バブル期以来の高値に──いま、株式市場が大いに盛り上がっている。6月に入って、日経平均株価は33年ぶりの最高値である3万2000円台に到達するなど、上昇基調で推移が続いている。これを受けて「株価が急激に上がっているいま、株式投資を始めたい」と、大手ネット証券を中心に証券口座の新規開設数が急増。空前の投資ブームが到来しようとしているのだ。
バブルとは違う“裏付け”のある株価上昇
都内に住むパートのAさん(50代)が言う。
「生活用品や食べ物の値段はどんどん上がるのに給料は上がらず、景気のよさなんてまったく実感していません。株を買って儲けられるならやってみたいけど、本当に得するんでしょうか……」
この言葉通り、異様なまでの物価高に円安と、生活者からすると不景気極まりないように思えるいま、なぜこれほど急激に株価が上がっているのか。
証券会社出身のファイナンシャルプランナー・松岡賢治さんは「企業の業績に限って言えば、ここ数年の日本は“絶好調”が続いている」と語る。
「現在上場している日本企業の純利益の総額は、2年連続で過去最高になっています。株価は基本的に企業の業績に比例するので、高値を更新するのは自然なことなのです。ほとんどの日本企業は海外との取引で利益を出しているため『円安』がプラスに働いているのです。企業が保有している土地などの資産価値に株価が引き上げられていたバブルの頃とは違い、いまは業績という“裏付け”のある上がり方をしています」
もちろん、正確な株価の上下を予測することは難しい。だが松岡さんによれば、この傾向が続けば、今後も株価は上がり続ける可能性が高い。

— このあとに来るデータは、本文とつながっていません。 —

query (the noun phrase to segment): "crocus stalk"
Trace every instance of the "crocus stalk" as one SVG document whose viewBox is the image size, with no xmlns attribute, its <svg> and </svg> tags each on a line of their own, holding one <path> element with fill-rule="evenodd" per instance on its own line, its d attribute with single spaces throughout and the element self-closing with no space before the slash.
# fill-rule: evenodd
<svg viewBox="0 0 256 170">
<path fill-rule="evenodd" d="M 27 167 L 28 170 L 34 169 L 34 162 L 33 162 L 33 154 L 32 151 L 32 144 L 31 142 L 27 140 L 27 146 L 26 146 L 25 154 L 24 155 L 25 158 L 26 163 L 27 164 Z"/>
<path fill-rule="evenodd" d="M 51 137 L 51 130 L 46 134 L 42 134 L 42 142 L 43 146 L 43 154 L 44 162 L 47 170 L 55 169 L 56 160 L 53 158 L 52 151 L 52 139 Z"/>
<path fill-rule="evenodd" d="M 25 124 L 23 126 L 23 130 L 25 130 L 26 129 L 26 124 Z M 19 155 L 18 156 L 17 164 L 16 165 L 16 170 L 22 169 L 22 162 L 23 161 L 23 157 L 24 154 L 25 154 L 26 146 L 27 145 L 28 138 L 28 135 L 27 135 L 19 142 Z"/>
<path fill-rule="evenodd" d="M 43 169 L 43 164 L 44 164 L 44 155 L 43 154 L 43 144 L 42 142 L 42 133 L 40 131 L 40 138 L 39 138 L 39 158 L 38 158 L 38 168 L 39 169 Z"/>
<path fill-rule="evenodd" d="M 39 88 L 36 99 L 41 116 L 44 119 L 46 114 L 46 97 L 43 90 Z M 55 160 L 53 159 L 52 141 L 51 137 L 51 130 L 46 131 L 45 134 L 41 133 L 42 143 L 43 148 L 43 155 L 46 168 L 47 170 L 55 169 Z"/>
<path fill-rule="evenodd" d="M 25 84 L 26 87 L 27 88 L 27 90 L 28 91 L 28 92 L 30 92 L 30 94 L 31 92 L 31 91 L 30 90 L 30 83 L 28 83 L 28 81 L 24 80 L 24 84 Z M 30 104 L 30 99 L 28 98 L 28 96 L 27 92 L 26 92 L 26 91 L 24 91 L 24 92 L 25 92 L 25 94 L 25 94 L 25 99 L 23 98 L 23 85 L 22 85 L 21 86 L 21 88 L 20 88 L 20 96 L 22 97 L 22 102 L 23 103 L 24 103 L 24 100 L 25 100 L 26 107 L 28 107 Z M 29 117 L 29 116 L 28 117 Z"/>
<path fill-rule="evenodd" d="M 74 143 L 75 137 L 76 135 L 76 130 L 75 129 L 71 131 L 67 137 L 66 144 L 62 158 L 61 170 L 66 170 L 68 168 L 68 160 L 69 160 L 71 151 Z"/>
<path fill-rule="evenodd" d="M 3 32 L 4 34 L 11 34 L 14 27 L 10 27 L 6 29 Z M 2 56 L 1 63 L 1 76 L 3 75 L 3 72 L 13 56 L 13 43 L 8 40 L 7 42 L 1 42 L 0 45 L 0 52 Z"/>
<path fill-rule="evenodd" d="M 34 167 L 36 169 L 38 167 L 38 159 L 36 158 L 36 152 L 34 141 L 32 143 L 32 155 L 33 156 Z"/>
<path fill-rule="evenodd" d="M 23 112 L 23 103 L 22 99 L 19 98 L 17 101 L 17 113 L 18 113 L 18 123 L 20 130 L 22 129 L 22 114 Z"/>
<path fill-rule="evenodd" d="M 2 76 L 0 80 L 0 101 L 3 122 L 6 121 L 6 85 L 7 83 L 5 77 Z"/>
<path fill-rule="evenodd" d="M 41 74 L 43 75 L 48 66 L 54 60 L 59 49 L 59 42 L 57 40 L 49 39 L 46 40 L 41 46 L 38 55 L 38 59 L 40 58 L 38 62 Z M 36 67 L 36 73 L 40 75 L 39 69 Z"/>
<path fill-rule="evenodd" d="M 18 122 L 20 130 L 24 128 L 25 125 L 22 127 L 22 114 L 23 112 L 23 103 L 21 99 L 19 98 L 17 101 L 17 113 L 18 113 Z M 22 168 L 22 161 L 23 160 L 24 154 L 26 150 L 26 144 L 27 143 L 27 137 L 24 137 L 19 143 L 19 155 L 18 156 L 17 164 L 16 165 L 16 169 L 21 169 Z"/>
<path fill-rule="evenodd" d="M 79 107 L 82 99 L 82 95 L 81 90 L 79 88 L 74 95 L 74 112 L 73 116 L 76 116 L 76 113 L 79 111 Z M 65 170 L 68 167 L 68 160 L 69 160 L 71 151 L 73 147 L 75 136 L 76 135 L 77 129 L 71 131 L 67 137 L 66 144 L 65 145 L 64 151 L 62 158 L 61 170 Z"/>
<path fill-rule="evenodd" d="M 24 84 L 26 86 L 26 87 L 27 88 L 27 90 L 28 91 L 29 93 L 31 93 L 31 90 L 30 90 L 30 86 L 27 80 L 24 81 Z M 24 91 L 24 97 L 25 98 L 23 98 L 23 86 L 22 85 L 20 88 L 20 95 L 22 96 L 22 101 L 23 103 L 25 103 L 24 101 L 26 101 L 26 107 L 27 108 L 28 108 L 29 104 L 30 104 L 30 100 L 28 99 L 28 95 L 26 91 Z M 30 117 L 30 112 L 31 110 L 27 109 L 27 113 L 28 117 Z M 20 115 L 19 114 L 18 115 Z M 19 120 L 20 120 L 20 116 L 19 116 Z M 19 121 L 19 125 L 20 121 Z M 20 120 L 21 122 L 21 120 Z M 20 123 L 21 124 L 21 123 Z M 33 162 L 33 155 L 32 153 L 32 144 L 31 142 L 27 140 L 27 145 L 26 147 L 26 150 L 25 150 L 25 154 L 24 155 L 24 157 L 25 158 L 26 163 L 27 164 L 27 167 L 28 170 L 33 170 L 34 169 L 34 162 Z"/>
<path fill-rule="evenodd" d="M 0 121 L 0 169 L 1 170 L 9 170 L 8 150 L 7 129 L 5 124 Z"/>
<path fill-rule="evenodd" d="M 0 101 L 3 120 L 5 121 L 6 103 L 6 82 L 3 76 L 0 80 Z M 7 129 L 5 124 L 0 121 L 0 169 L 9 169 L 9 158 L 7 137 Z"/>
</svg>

「“投資の神様”ウォーレン・バフェット氏をはじめ、多くの著名な海外投資家が日本株の見直し買いを始めるなど、世界の投資家から見て“日本の価値”が高まってきているのも事実です。来年、再来年までの中長期で見ても、株価は上がり続けるのではないかと考えられます」(松岡さん)
もし今後も株価が上がり続けるのであれば、少しでも早く投資を始めたほうが有利だろう。ただ銀行にお金を預けていても、この超低金利では増えないどころか、物価が上がるにつれてその価値は目減りしていく一方なのだから。